Die Stellenausschreibung (s. auch unter 2.6.1) hat besondere Bedeutung dafür, welche Differenzierungsgründe in einem späteren gerichtlichen Verfahren noch berücksichtigt werden können.[1] So geht das Bundesverfassungsgericht sogar davon aus, es handele sich um ein Nachschieben von Rechtfertigungsgründen, wenn die Differenzierungsgründe nicht bereits in der Ausschreibung und während des Auswahlverfahrens formuliert vorlagen.

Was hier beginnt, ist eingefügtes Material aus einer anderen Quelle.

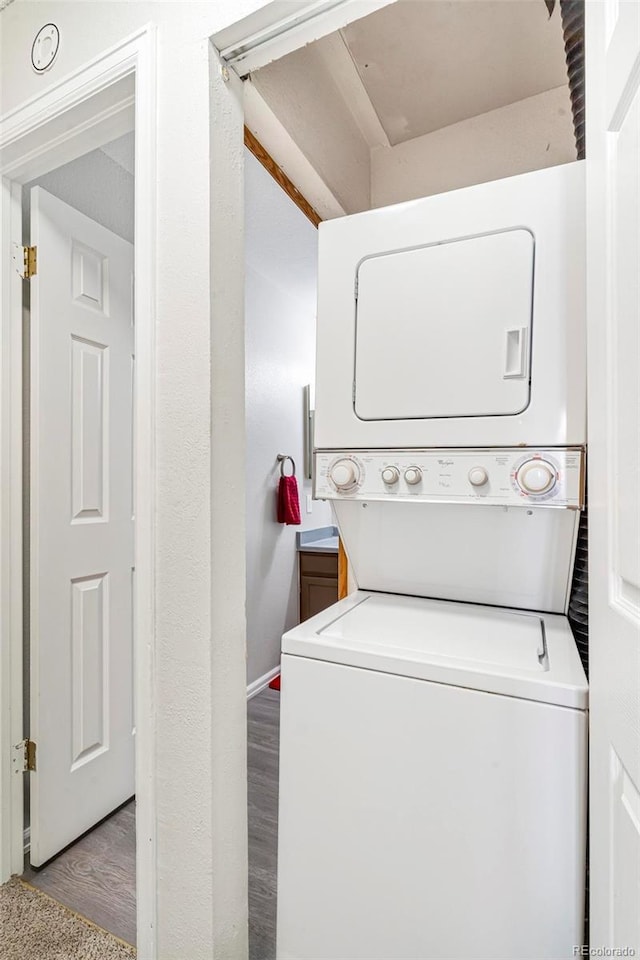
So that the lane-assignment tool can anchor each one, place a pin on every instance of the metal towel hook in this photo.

Bedient sich der Arbeitgeber zur Stellenausschreibung eines Dritten, zum Beispiel eines Stellenvermittlers, z. B. auch der Bundesagentur für Arbeit, und verletzt ein so eingeschalteter Dritter die Pflicht zur diskriminierungsfreien Stellenausschreibung, so ist diese Pflichtverletzung dem Arbeitgeber zuzurechnen. Den Arbeitgeber trifft im Fall der Fremdausschreibung die Sorgfaltspflicht, die Ordnungsmäßigkeit der Ausschreibung zu überwachen. Dies gilt nicht nur im Fall der Einschaltung eines Personalberatungsunternehmens, sondern auch dann, wenn der Arbeitgeber sich zur Ausschreibung der Hilfe der Bundesagentur für Arbeit bedient.[2]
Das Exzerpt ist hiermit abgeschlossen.